I used to wonder if it would get weird when I started getting significantly older than my characters. Especially when it comes to the Firmament series. Because the eighteen books, while they take place over a period of maybe five to six years, will probably take pretty close to eighteen years for me to get written and published. Needless to say, I will have aged much more than Andi will have, at that point.
When I started writing the series, I was only twenty. I made Andi twenty-one. Since then, she’s advanced to twenty-two, while I, thanks to my birthday last week, have advanced to twenty-eight. Emily, from October, was only seventeen. A full ten years younger than I was at the time. Will it be strange, I wondered, to keep getting older while so many of my characters stay frozen in their teenage years or early twenties?
It hasn’t been, though. In fact, I’ve hardly given it a second thought. I just write the characters as they are. And when I did stop to think about it recently, I realized that I’m far from the only adult who writes younger characters. J. K. Rowling, John Green, and Daniel Handler (a.k.a. Lemony Snickett) come to mind, just as a start. Adults writing for and about a much younger crowd is a very common phenomenon.
And when I thought about it even more, it occurred to me that the opposite is very rarely true. It’s not often that young authors write books about older adults. This probably shouldn’t have surprised me–after all, it’s easier to look back and draw from your past life experience than it is to look forward and try to imagine a world you have yet to join. The whole “write what you know,” thing and all. If anything, distance from a previous age can bring a perspective that helps add richness to the characters and meaning to their situations.

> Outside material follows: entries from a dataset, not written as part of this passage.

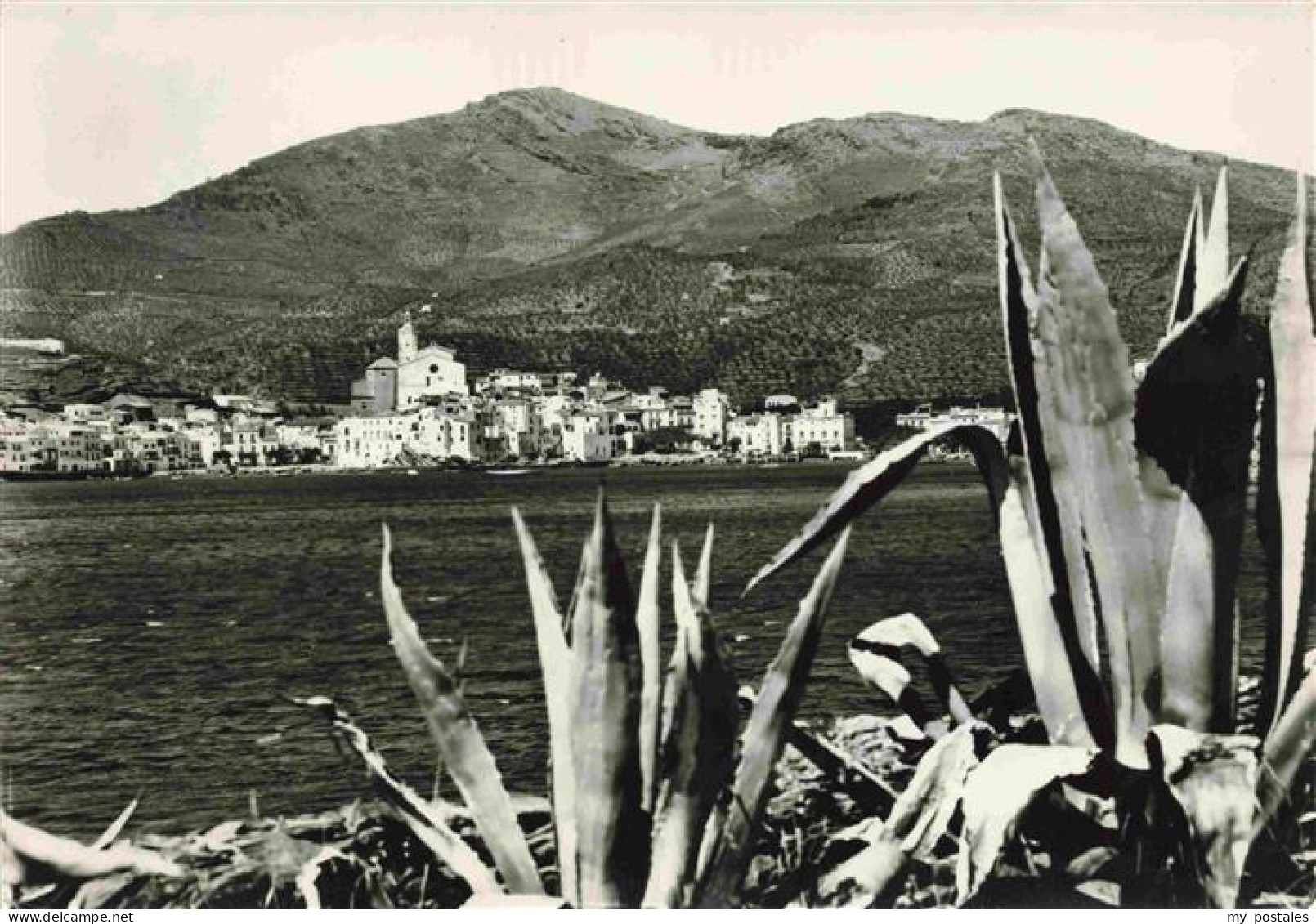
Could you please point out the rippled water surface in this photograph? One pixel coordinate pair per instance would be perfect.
(151, 631)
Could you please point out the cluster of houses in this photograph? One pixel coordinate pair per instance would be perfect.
(420, 409)
(131, 435)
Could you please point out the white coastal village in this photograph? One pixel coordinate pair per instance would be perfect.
(422, 409)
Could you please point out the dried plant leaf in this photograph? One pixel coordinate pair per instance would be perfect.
(30, 856)
(998, 794)
(698, 748)
(1287, 747)
(1212, 778)
(647, 622)
(612, 828)
(705, 573)
(556, 667)
(1285, 484)
(875, 480)
(778, 699)
(425, 820)
(878, 648)
(459, 740)
(923, 812)
(116, 827)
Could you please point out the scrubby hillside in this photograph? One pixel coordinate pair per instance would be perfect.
(546, 230)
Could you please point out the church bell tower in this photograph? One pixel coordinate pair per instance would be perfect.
(405, 341)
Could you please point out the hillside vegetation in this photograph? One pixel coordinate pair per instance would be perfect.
(549, 230)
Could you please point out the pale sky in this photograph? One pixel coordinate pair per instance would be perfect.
(114, 105)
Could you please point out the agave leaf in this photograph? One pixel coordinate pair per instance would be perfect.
(651, 661)
(1094, 399)
(30, 856)
(778, 699)
(1212, 778)
(705, 573)
(612, 828)
(998, 794)
(923, 812)
(1287, 747)
(459, 739)
(1049, 667)
(116, 827)
(875, 650)
(848, 774)
(919, 820)
(871, 873)
(1186, 279)
(891, 676)
(1214, 266)
(698, 751)
(874, 480)
(515, 904)
(1197, 415)
(557, 669)
(1045, 480)
(1285, 484)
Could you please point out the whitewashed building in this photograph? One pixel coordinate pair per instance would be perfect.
(587, 439)
(824, 426)
(711, 409)
(759, 433)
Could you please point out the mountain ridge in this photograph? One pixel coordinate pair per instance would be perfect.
(849, 256)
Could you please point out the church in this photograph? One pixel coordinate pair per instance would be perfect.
(405, 383)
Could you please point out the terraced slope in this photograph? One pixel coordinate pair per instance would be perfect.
(545, 230)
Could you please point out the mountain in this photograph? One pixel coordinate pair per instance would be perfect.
(537, 228)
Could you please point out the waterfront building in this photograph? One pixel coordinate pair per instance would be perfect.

What struck me as odd, is that this is the opposite of the way we generally consume. As a rule, people like to read about people in their life stage or older. Children like books about teenagers, teenagers like books about young adults, young adults like books about adults. And adults like books about–well, adults also. But even then, we often like to read about people who’ve done things we haven’t done. After all, reading about yourself would be pretty boring. So is there an opposite adage for readers–“read what you don’t know yet”?
I guess that is the point of it all, at the end of the day. When you write–or really create any art–you’re passing on something of yours to someone who doesn’t have it. An experience, a thought, some wisdom, a particular form of imagination. And the more you age, the more of those things you have to share.
So no, I shouldn’t feel weird about writing younger characters at the ripe old age of twenty-eight. In essence, I’m repackaging my youth to sell to others, with a little extra experience added on for seasoning. And that gives it more value, not less.